The way the city manages risks associated with costly settlements from police misconduct has been subject to much debate in the past. In 1997, the council, at the behest of a coalition of Oakland residents known as PUEBLO, passed the Risk Management Incentive Program in an effort to reward departments that cut expenses on claims and settlements, and penalize those that failed to do so. For three of the five years the program was in effect, OPD exceeded its estimated baseline liability losses, leading to recommended penalties of $900,000. In 2003, the City Administrator’s Office reported to the council that the program “had no effect on reducing the frequency of loss nor the severity of loss,” so the council abandoned it.

Oakland’s exposure for police-related lawsuits and claims is expected to rise significantly in 2012 and beyond because of several high-profile lawsuits related to officer-involved shootings, and allegations of unlawful arrest and excessive force during Oscar Grant and Occupy Oakland demonstrations. The families of 37-year-old Derrick Jones and 18-year-old Raheim Brown, shot to death on November 7, 2010 and January 22, 2011, respectively, by police (Jones was killed by OPD officers Eriberto Perez-Angeles and Omar Daza-Quiroz, Brown was fatally wounded by Jonathan Bellusa and Barhin Bhatt of OUSD Police) have filed separate $10 million claims against the city.
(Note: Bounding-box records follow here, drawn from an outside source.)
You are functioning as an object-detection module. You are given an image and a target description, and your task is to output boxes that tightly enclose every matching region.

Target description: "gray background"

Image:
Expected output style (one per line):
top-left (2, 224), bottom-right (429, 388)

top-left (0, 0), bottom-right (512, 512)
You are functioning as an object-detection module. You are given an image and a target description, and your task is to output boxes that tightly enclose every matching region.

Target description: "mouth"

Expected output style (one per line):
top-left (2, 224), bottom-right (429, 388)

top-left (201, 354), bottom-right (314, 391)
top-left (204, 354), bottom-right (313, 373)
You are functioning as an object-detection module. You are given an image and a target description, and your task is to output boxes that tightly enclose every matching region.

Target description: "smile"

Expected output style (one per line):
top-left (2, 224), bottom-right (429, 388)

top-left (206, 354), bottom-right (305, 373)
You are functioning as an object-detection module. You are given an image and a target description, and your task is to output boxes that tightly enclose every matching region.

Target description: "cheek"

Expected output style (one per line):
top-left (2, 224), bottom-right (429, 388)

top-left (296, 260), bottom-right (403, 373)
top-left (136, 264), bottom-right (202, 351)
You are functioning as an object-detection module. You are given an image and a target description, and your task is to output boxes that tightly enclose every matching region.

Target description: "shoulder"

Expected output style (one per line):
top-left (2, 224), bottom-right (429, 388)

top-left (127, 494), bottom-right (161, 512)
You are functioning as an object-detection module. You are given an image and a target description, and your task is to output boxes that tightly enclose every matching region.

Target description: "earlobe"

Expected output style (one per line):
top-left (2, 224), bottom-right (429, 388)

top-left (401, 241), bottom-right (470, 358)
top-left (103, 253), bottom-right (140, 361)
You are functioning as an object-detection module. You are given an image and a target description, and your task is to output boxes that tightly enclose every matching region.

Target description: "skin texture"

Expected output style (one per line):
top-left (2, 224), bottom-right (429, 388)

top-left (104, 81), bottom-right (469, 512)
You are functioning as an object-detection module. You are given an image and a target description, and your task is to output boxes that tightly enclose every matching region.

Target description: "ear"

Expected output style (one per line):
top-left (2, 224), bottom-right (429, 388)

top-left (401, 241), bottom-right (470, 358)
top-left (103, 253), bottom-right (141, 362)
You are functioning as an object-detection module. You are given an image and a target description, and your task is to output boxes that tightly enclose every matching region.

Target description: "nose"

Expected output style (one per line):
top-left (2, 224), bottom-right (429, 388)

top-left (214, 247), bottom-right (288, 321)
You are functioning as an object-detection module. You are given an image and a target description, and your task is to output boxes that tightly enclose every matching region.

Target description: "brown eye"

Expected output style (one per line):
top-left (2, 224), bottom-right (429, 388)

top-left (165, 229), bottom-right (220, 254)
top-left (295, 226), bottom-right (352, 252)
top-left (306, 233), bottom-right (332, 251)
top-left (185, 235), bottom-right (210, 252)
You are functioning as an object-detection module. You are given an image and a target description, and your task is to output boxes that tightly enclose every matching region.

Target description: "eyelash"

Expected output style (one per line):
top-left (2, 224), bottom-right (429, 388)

Another lawsuit alleging excessive force violations by OPD officers during last fall’s Occupy Oakland demonstrations is also in the works — and the city is on the verge of settling a lawsuit over the mass arrest of 150 people on November 5, 2010 during a march protesting the sentencing of former BART police officer Johannes Mehserle.

“Oakland has basically admitted that the November 5th arrests were unlawful,” said Rachel Lederman, an attorney representing 150 people in a class-action suit related to the mass false arrests. “It’s an unusual case in that there are no facts for dispute.” The National Lawyers Guild, Oakland officials, and Alameda County (the Sheriff’s Department is also named in the suit) are reportedly close to a settlement agreement. However, Lederman said that if negotiations break off, a trial date will be set on July 9.